Circumstances pointed to the offending driver of one of the buses involved in an attempt to overtake a haulage truck on a prohibited stretch and causing a head-on collision.
Reacting to the accident, drivers who spoke to NewZimbabwe.com Friday said they were shocked by the magnitude of the tragedy in terms of fatalities but urged authorities to play a part in reducing the carnage.
“It`s terrible to drive along Mutare-Harare road especially during the night,” said Marlone Maruta, who plies the route on a daily basis.
“Truck drivers have a habit of not leaving enough room for other motorists to overtake. They often drive close to each other and you can find yourself driving at the speed of 60-70 km an hour from Mutare to Rusape without getting a chance to overtake.”
Another driver who plies the same route said although negligence and speed should be not be tolerated among road users, haulage trucks were also a major cause of the carnage in most of the country’s major highways.
He said truck drivers were in the habit of straddling the dotted white line the middle of the road or using a chunk of oncoming traffic’s road space and making life difficult for other road users.

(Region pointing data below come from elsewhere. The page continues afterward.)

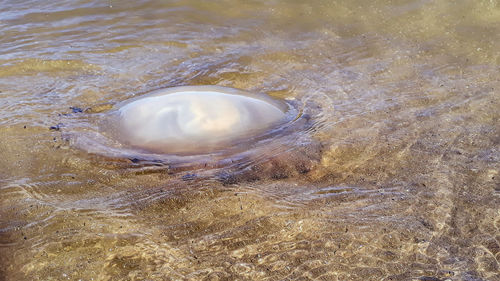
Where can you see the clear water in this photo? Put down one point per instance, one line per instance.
(392, 175)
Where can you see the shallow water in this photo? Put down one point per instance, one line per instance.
(392, 173)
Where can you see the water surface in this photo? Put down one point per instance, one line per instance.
(392, 173)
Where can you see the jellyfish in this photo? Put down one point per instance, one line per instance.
(188, 120)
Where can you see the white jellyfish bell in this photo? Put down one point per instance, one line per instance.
(195, 119)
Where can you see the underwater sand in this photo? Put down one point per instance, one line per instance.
(393, 173)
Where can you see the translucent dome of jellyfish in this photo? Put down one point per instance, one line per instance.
(212, 130)
(195, 119)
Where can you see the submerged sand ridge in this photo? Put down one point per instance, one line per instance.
(389, 172)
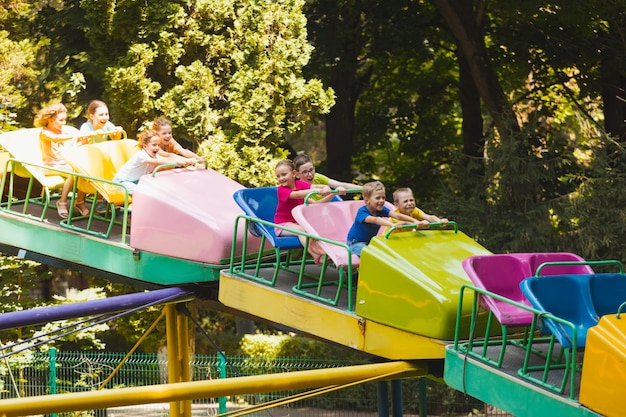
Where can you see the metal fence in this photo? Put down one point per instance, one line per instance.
(60, 372)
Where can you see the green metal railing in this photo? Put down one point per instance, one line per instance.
(60, 372)
(254, 261)
(570, 365)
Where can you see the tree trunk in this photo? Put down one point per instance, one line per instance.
(472, 126)
(464, 23)
(613, 94)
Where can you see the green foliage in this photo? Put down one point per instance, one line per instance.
(18, 73)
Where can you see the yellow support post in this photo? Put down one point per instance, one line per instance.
(176, 392)
(183, 356)
(175, 362)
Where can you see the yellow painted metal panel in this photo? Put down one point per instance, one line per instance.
(603, 381)
(48, 404)
(412, 281)
(325, 322)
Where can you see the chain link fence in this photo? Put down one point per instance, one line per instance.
(61, 372)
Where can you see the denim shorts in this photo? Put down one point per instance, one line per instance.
(356, 247)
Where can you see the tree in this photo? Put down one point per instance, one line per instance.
(227, 73)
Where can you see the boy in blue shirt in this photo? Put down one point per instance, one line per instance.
(372, 215)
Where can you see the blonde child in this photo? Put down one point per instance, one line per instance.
(168, 144)
(98, 122)
(306, 172)
(291, 193)
(101, 128)
(372, 215)
(143, 162)
(405, 203)
(53, 137)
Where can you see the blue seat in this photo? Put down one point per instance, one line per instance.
(261, 203)
(566, 297)
(608, 292)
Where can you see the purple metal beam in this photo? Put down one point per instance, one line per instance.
(43, 315)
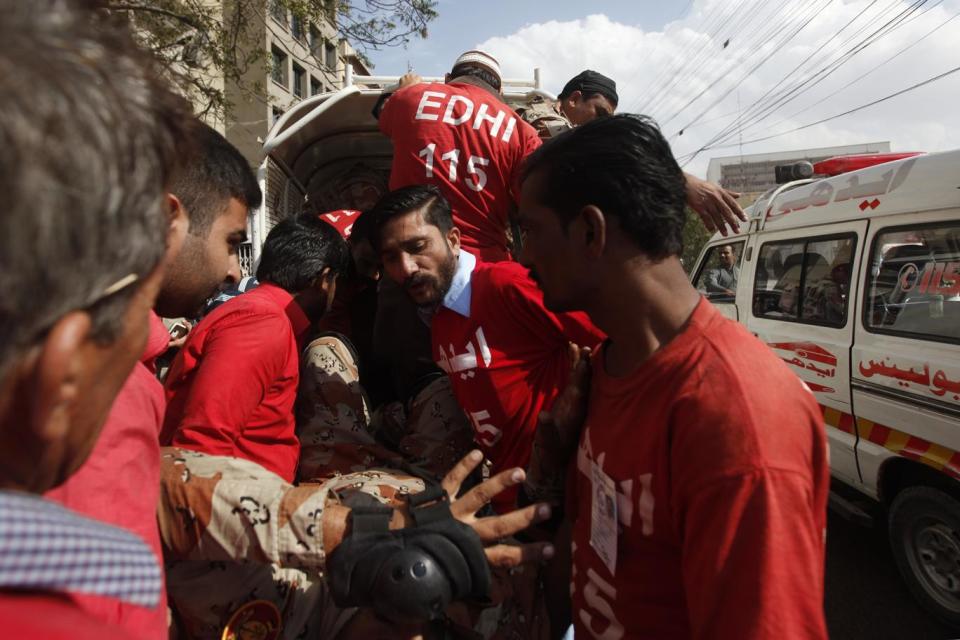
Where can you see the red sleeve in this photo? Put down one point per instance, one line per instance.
(752, 536)
(240, 360)
(525, 299)
(393, 108)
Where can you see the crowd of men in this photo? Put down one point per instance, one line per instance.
(411, 424)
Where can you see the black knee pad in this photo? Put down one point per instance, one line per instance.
(412, 574)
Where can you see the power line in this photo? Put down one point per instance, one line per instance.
(761, 110)
(790, 37)
(688, 58)
(821, 121)
(849, 84)
(725, 74)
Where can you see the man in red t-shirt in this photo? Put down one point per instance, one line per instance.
(231, 389)
(701, 478)
(461, 137)
(505, 354)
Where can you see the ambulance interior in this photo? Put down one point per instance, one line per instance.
(327, 152)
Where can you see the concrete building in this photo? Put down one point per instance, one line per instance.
(298, 60)
(302, 60)
(753, 174)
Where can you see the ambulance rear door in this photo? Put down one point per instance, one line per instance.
(906, 361)
(802, 306)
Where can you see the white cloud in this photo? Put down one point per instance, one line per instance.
(662, 70)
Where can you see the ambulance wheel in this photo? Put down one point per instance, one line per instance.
(924, 525)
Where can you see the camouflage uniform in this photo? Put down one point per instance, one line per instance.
(545, 116)
(338, 434)
(234, 532)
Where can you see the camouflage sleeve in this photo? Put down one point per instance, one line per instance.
(217, 508)
(544, 117)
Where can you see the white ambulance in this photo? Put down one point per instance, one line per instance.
(854, 281)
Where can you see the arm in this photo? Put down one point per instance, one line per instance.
(716, 206)
(240, 362)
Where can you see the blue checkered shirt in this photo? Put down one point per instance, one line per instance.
(46, 547)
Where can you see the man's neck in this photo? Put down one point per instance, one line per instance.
(641, 307)
(475, 82)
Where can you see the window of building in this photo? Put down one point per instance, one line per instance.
(718, 278)
(278, 12)
(805, 280)
(278, 67)
(316, 42)
(296, 27)
(913, 286)
(299, 80)
(331, 60)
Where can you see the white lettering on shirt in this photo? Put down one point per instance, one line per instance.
(598, 593)
(426, 103)
(483, 117)
(448, 114)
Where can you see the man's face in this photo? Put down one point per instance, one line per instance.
(365, 260)
(555, 263)
(417, 256)
(580, 110)
(727, 256)
(205, 264)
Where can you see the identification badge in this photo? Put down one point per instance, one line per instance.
(603, 518)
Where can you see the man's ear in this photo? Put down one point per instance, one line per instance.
(177, 228)
(453, 239)
(594, 230)
(56, 375)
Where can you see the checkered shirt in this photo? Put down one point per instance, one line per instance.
(46, 547)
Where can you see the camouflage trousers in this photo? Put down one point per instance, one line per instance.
(235, 533)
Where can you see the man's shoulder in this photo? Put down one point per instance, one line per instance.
(51, 616)
(500, 276)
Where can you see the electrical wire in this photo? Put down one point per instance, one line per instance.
(689, 157)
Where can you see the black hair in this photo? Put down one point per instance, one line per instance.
(473, 71)
(212, 172)
(623, 165)
(297, 251)
(413, 198)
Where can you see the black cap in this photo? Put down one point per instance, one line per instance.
(590, 82)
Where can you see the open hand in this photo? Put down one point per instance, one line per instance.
(716, 206)
(493, 528)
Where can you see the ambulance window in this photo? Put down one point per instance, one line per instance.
(805, 280)
(720, 272)
(913, 286)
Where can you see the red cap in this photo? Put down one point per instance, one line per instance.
(342, 220)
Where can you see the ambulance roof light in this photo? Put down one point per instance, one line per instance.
(796, 171)
(845, 164)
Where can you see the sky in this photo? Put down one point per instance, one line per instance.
(700, 66)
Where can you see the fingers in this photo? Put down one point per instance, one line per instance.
(730, 197)
(508, 556)
(454, 479)
(497, 527)
(473, 500)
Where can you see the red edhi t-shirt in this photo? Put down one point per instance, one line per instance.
(508, 361)
(718, 456)
(231, 389)
(471, 145)
(120, 483)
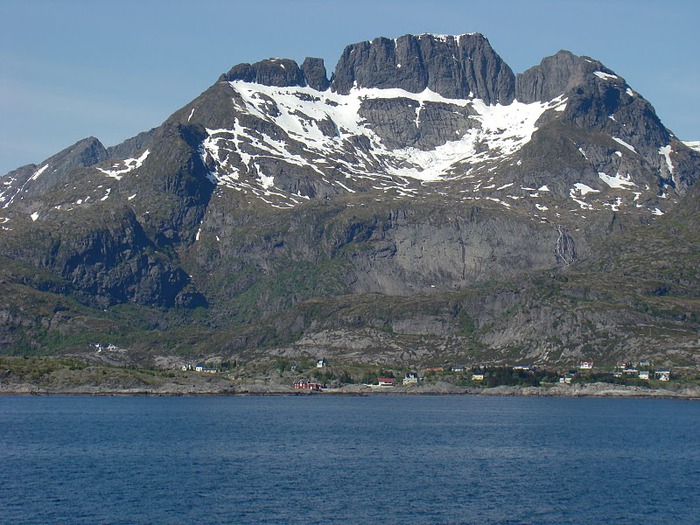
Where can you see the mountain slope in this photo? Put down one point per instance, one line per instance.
(424, 203)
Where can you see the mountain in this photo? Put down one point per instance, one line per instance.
(424, 204)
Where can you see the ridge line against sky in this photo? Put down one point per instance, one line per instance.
(80, 68)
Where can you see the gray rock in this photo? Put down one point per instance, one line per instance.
(455, 67)
(315, 73)
(554, 76)
(280, 72)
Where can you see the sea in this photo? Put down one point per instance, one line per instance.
(348, 459)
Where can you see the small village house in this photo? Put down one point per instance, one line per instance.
(410, 378)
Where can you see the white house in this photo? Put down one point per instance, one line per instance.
(663, 375)
(411, 378)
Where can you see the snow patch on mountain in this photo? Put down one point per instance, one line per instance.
(315, 126)
(125, 166)
(619, 181)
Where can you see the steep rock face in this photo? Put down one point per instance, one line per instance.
(554, 76)
(455, 67)
(315, 73)
(271, 72)
(271, 194)
(34, 180)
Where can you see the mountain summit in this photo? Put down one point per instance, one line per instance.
(424, 203)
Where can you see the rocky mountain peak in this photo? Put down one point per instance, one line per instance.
(279, 72)
(556, 75)
(457, 67)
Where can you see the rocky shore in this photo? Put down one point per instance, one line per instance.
(227, 388)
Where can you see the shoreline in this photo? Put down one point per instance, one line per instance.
(598, 390)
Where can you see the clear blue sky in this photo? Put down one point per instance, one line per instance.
(70, 69)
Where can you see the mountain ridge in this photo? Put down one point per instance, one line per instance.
(281, 207)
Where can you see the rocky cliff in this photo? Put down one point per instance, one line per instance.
(423, 204)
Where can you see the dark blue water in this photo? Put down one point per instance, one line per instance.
(141, 460)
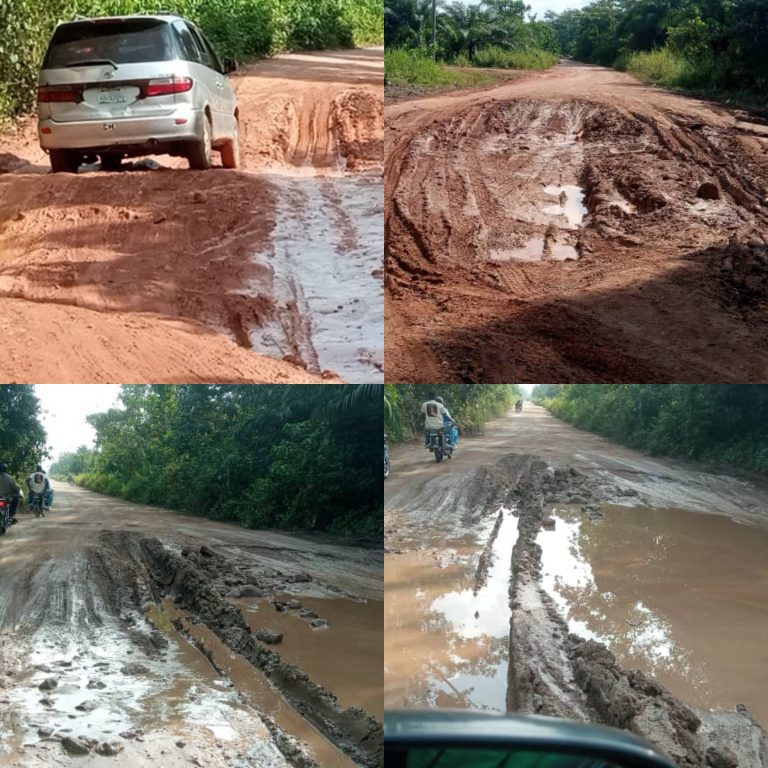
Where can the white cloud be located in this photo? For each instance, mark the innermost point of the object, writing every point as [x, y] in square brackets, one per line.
[65, 407]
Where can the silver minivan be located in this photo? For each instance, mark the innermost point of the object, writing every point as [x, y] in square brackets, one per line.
[130, 86]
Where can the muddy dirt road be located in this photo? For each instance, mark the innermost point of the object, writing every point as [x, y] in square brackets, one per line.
[546, 570]
[575, 225]
[132, 631]
[272, 273]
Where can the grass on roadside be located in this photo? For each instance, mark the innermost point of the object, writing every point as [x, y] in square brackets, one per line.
[500, 58]
[702, 79]
[413, 67]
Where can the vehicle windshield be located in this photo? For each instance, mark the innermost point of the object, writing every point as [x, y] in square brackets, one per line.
[119, 42]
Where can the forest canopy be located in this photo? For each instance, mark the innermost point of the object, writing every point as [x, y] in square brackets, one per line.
[22, 436]
[691, 44]
[471, 405]
[239, 29]
[713, 422]
[300, 457]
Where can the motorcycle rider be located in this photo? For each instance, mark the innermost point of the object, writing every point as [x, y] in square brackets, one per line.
[450, 427]
[433, 412]
[10, 489]
[38, 482]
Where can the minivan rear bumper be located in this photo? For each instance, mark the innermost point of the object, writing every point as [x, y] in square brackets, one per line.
[127, 134]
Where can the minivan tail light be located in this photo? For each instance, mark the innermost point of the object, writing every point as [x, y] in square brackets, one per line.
[166, 85]
[47, 94]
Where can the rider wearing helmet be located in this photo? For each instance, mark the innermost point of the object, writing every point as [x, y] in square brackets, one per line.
[10, 489]
[449, 425]
[38, 482]
[433, 412]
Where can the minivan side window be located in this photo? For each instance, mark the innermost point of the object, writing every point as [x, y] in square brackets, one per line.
[187, 44]
[210, 59]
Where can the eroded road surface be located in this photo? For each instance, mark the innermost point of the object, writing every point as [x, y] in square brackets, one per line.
[272, 273]
[133, 635]
[546, 570]
[575, 225]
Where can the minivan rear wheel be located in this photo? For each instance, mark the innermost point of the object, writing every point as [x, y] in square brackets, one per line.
[199, 155]
[230, 152]
[65, 161]
[111, 162]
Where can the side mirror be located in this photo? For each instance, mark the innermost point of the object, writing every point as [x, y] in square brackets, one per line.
[453, 739]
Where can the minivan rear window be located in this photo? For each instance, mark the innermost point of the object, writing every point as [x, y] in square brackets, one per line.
[122, 42]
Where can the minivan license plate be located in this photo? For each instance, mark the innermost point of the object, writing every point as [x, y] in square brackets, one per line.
[112, 96]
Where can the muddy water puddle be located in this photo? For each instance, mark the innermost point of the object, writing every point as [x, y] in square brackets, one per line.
[260, 693]
[354, 634]
[444, 645]
[669, 591]
[95, 693]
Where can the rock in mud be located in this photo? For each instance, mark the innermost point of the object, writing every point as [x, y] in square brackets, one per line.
[110, 748]
[721, 757]
[76, 745]
[135, 668]
[708, 191]
[269, 636]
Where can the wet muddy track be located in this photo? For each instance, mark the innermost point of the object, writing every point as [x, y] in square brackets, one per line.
[440, 596]
[147, 647]
[491, 276]
[243, 267]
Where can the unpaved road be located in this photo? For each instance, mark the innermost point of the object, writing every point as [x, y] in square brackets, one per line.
[272, 273]
[148, 625]
[644, 607]
[553, 229]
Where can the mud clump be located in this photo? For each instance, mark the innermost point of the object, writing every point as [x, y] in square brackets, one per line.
[557, 673]
[189, 582]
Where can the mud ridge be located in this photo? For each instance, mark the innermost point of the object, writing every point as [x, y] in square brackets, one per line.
[556, 673]
[186, 583]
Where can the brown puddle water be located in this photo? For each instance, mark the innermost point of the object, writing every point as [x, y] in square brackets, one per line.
[345, 657]
[444, 646]
[261, 693]
[678, 594]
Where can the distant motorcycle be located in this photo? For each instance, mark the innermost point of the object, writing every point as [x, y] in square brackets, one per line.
[37, 503]
[439, 444]
[5, 515]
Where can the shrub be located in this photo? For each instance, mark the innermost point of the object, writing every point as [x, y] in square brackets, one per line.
[501, 58]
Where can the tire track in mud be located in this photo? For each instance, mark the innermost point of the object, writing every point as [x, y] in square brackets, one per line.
[659, 263]
[551, 671]
[168, 250]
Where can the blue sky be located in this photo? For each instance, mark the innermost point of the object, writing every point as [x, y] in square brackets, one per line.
[65, 407]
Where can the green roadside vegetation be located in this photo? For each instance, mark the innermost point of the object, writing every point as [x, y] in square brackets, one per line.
[494, 35]
[709, 48]
[723, 423]
[470, 404]
[300, 457]
[22, 436]
[239, 29]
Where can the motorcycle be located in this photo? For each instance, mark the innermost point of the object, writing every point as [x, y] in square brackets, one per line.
[5, 515]
[37, 503]
[441, 446]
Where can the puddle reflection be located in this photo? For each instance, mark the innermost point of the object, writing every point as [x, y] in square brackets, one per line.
[668, 591]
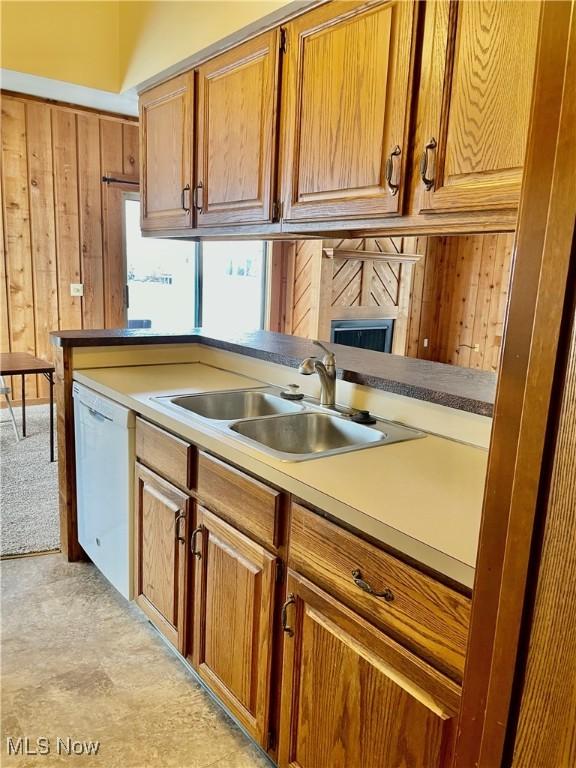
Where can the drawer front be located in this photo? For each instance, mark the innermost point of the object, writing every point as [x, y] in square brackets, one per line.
[168, 455]
[418, 611]
[247, 503]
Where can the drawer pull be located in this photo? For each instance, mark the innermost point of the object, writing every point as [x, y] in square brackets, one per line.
[290, 600]
[387, 594]
[195, 533]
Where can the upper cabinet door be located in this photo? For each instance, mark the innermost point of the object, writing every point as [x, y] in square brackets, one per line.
[477, 73]
[345, 110]
[236, 160]
[166, 127]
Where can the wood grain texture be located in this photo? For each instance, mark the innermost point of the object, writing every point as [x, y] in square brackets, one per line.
[166, 140]
[346, 88]
[459, 298]
[547, 721]
[352, 697]
[170, 456]
[247, 503]
[160, 548]
[479, 65]
[233, 614]
[426, 616]
[237, 136]
[54, 220]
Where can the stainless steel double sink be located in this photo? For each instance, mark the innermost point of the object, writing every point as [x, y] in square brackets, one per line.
[287, 429]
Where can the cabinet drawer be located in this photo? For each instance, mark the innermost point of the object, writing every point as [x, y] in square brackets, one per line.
[421, 613]
[245, 502]
[168, 455]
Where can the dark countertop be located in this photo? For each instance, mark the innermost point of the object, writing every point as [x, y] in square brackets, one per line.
[465, 389]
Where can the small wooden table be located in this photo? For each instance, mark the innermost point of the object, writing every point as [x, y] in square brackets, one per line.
[21, 364]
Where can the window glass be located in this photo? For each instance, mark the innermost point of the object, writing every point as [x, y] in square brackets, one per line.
[233, 282]
[161, 277]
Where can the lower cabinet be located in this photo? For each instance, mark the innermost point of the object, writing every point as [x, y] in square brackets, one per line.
[160, 534]
[231, 619]
[353, 698]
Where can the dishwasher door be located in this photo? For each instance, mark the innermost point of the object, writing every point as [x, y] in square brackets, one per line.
[104, 435]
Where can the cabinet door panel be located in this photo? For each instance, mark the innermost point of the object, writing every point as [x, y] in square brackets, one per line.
[233, 610]
[237, 105]
[347, 89]
[477, 107]
[161, 527]
[350, 697]
[166, 139]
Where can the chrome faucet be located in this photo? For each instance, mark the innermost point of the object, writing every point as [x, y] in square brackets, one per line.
[326, 370]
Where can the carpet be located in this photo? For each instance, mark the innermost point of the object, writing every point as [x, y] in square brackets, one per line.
[29, 520]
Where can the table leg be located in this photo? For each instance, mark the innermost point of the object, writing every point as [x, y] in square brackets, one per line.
[23, 405]
[51, 382]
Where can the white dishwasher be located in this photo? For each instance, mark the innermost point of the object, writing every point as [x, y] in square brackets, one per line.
[104, 435]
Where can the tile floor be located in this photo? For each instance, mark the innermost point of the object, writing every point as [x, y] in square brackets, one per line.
[79, 662]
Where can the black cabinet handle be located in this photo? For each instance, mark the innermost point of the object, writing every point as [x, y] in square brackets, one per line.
[198, 192]
[290, 600]
[387, 594]
[181, 516]
[393, 188]
[428, 183]
[195, 533]
[183, 203]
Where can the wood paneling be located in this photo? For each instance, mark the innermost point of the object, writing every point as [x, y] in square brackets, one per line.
[236, 141]
[459, 298]
[478, 84]
[233, 613]
[53, 158]
[353, 697]
[346, 93]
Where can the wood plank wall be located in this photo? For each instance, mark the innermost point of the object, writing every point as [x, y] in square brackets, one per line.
[459, 298]
[53, 159]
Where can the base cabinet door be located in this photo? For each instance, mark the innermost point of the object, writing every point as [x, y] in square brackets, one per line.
[346, 97]
[477, 75]
[166, 128]
[236, 140]
[160, 534]
[352, 698]
[232, 619]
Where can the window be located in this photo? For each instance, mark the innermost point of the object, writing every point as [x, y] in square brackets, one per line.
[233, 286]
[178, 284]
[161, 276]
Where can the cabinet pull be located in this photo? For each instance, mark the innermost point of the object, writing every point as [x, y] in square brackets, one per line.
[290, 600]
[184, 190]
[392, 188]
[387, 594]
[181, 516]
[198, 190]
[195, 533]
[428, 183]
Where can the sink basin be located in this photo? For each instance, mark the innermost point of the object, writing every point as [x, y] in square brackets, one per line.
[238, 404]
[307, 435]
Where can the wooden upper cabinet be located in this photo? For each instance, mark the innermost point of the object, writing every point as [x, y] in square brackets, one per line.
[236, 143]
[160, 534]
[346, 95]
[476, 91]
[166, 126]
[352, 697]
[232, 620]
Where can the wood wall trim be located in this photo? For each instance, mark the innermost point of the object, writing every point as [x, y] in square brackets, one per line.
[522, 411]
[57, 221]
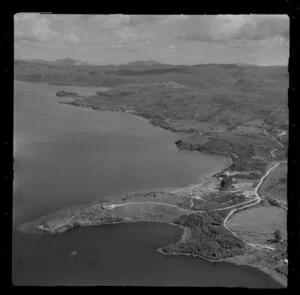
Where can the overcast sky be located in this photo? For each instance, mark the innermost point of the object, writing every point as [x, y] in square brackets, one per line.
[173, 39]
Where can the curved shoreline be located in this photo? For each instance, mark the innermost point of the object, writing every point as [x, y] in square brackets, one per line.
[186, 230]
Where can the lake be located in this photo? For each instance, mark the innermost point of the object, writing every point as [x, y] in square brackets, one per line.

“We are not saying we supporting this culture of negligence but we encourage government to intervene,” he said.
“Movement of trucks and cargo from the ports should also be regulated. No truck should move from Mutare to Harare after 5pm. They should park their trucks at the nearest truck Inn.
“Cargo such as wheat, chemicals and abnormal loads should be transported via rail and collected from storages in Harare. This will help in the smooth flow of traffic and save human lives.”
Pedro Zhuwawo, who plies Mutare-Beira route said although the Harare-Mutare road was rehabilitated recently, there was still need for government to dualise it, along with other major highways.
“It’s difficult to drive safely on our roads because there are a lot of trucks coming from Beira. Some even develop mechanical faults and are often abandoned in the middle of the road posing danger to other road users,” Zhuwawo said.
Gift Bwawo, another driver said he has counted up to a hundred 100 trucks at one point that drove from Mutare to Rusape in a single day.
Some said the truck menace was apparent at the famous Christmas Pass stretch near Mutare where trucks turned to slow down and often break down as a result of the road rise due mountain slopes they will be trying to deal with.